The polymerase chain reaction (PCR), followed by denaturing gradient gel
electrophoresis (DGGE) were used to determine the structural diversity, and
community level physiological profiling (CLPP) using BIOLOG plates, the catabolic
diversity. In addition, the soils were analysed with respect to selected
physicochemical variables, and the effects of these on the soil microbial communities
were determined. Replicate soil samples (0–5 cm) were randomly collected from three
independent locations within each land use and management, at both sites. Soil
suspensions for the CLPP analyses were prepared from fresh soil subsamples (within
24 h of collection) for the bacterial community analyses, and from 8-day-old soil
subsamples (incubated at 4°C to allow for spore germination) for the fungal
community analyses. BIOLOG EcoPlates™ were used for the bacterial CLPP study
and SF-N2 MicroPlates™ for the fungal analysis, the protocols being adapted and optimized for local conditions. This data was log [X+1]-transformed and analysed by
principal component analysis (PCA) and redundancy analysis (RDA). For PCRDGGE,
total genomic DNA was isolated directly from each soil subsample, and
purified using the MO BIO UltraClean™ soil DNA Isolation kit. Protocols were
developed and optimized, and fragments of 16S rDNA from soil bacterial
communities were PCR-amplified, using the universal bacterial primer pair
341fGC/534r. Different size 18S rDNA sequences were amplified from soil fungal
communities, using the universal fungus-specific primer pairs NS1/FR1GC and
FF390/FR1GC. Amplicons from both the bacterial and fungal communities were
fingerprinted by DGGE, and bands in the fungal DGGE gels were excised and
sequenced. The DGGE profiles were analysed by Bio-Rad Quantity One™ Image
analysis software, with respect to band number, position, and relative intensity.
Statistical analyses of this data then followed.

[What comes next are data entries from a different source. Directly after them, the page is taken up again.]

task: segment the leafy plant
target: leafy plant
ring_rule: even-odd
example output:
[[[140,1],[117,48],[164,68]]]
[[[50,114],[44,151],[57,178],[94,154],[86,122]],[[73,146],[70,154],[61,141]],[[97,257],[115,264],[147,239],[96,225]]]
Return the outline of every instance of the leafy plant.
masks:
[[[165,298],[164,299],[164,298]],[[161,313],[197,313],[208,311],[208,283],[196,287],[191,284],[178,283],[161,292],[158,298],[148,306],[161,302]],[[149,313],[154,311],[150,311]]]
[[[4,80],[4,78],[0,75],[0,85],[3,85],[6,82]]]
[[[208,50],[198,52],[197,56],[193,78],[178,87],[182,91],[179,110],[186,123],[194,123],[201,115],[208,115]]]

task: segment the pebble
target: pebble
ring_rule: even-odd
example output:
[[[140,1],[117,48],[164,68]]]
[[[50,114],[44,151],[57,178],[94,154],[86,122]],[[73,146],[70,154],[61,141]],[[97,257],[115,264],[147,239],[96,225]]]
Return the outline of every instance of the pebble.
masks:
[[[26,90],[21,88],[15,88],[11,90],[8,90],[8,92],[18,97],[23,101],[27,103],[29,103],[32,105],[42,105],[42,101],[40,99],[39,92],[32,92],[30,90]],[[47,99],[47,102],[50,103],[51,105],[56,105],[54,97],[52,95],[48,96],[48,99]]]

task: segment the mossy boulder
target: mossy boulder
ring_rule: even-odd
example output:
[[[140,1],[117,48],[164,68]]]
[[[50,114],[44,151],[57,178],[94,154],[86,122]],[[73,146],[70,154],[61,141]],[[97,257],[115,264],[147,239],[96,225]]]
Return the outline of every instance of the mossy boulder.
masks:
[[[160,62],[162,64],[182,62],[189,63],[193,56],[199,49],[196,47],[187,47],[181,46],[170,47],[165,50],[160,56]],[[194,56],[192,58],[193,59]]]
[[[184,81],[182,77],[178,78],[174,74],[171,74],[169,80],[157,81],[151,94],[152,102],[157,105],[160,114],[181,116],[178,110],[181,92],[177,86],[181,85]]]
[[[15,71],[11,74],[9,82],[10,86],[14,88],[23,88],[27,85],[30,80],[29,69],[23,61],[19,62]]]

Soil properties [organic C; pH (KCl); exchangeable acidity; total cations (ECEC);
exchangeable K, Ca and Mg; and extractable P] were determined by PCA and were
shown to have affected the structural and catabolic diversity of the resident microbial
communities. At Baynesfield, canonical correspondence analysis (CCA) relating the
selected soil variables to bacterial community structural diversity, indicated that
ECEC, K, P and acidity were correlated with CCA1, accounting for 33.3% of the
variance, whereas Mg and organic C were correlated with CCA2 and accounted for
22.9% of the variance. In the fungal structural diversity study, pH was correlated with
CCA1, accounting for 43.8% of the variance, whereas P, ECEC and organic C were
correlated with CCA2, and accounted for 30.4% of the variance. The RDA of the
catabolic diversity data showed that the same soil variables affecting fungal structural
diversity (organic C, P, ECEC and pH) had influenced both the bacterial and fungal
catabolic diversity. In both the bacterial and fungal RDAs, organic C, P and ECEC
were aligned with RDA1, and pH with RDA2. However in the bacterial analysis,
RDA1 accounted for 46.0%, and RDA2 for 27.5% of the variance, whereas in the
fungal RDA, RDA1 accounted for only 21.7%, and RDA2 for only 15.0% of the
variance.
The higher extractable P and exchangeable K concentrations under SC and M, were
important in differentiating the structural diversity of these soil bacterial and fungal communities from those under the other land uses. High P concentrations under M
were also associated with bacterial catabolic diversity and to a lesser extent with that
of the soil fungal communities under M. Similarly, the higher organic C and
exchangeable Mg concentrations under KIK and NAT, possibly contributed to the
differentiation of these soil bacterial and fungal communities from those under the
other land uses, whereas under PF, the high exchangeable acidity and low pH were
possibly influencing factors. Under W, low concentrations of P and K were noted.
Other factors, such as the presence/absence and frequency of tillage and irrigation,
and the diversity of organic inputs due to the diversity of the above-ground plant
community, (in NAT, for example) were considered potentially important influences
on the nature and diversity of the various land use bacterial and fungal communities.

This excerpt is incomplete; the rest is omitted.